A chamada “Fase 2” é desmonte da pós-graduação brasileira porque implanta mudanças estruturais que destroem princípios históricos e basilares do SNPG. O sistema trouxe importantes avanços ao longo das últimas décadas, estabelecendo critérios que levam em conta o processo de consolidação do programa, a avaliação periódica e a redução das assimetrias regionais. As universidades respondem por cerca de 99% de todo o conhecimento gerado no Brasil, sendo as públicas responsáveis por cerca de 95% deste total. Os PPGs produzem grande parte dessa valiosa produção científica que a famigerada fase 2 quer agora aniquilar. A imensa maioria dos programas com nota 5 para cima estão em universidades públicas. Elite da nossa pós-graduação, os programas nota 7 também.

Fora o ‘contigenciamento’ do MEC, os sucessivos cortes no orçamento do MCTIC também afetam os PPGs e a ciência brasileira.
Em valores absolutos, a medida gera um prejuízo colossal aos PPGs da UFS e à própria economia sergipana, que perderá, direta ou indiretamente, recursos da ordem de R$ 9,7 milhões, por ano.

O bloqueio anunciado pelo MEC também afeta o pleno funcionamento dos dois hospitais universitários da UFS 100% SUS, inclusive com serviço especializado para crianças com microcefalia, uma ameaça à saúde da população sergipana sem precedentes na história do estado.

Fora os cortes do MEC, os sucessivos cortes no orçamento do MCTIC, que chegam a mais de 48% apenas neste ano, impactam também os PPGs e toda ciência brasileira. Apenas na UFS, vários projetos de pesquisa já estão sofrendo com os cortes no MCTIC e serão fortemente prejudicados por esta última ação da Capes e o bloqueio de 30% anunciado pelo MEC. Os projetos envolvem temas prioritários para o Nordeste, como as doenças negligenciadas como o Zika vírus, chikungunya e dengue; investigações sobre segurança pública, feminicídio e violência doméstica; além das pesquisas sobre recursos hídricos e energias renováveis.

 A universidade deveria ser um dos principais sustentáculos do processo de recuperação econômica do Brasil.
Apesar do cenário catastrófico e de terror, setores importantes da sociedade vêm se mobilizando em favor da educação, da ciência e da tecnologia. A parte reflexiva e coerente do próprio Congresso Nacional cobra explicações mais convincentes que a repartição dos chocolates.
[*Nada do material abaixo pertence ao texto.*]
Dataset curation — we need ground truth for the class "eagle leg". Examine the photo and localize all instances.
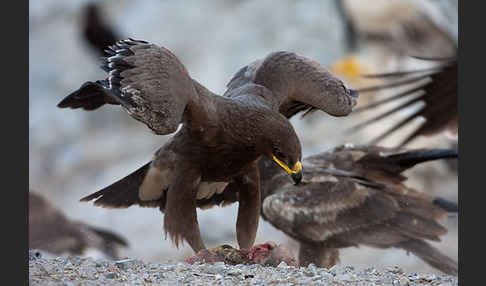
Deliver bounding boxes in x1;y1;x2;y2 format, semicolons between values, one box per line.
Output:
233;164;261;249
161;164;206;253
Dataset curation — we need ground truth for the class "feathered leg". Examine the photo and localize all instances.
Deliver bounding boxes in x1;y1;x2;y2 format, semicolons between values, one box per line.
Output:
161;163;206;253
234;164;261;249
A própria SBPC questionou o governo sobre quais são, afinal, as metas do governo para a ciência no Brasil. O governo está anunciando que os cortes são baseados em “metas” “não cumpridas” que até agora não foram definidas. Na verdade, temos ainda dúvida sobre se as medidas anunciadas são acontecimentos desconexos ou um projeto de desconstrução dos pilares de uma sociedade civilizada, como educação, ciência, tecnologia e inovação. A universidade, especialmente a pública, deveria ser um dos principais sustentáculos do processo de recuperação econômica do Brasil, e não a ‘Geni’ da vez.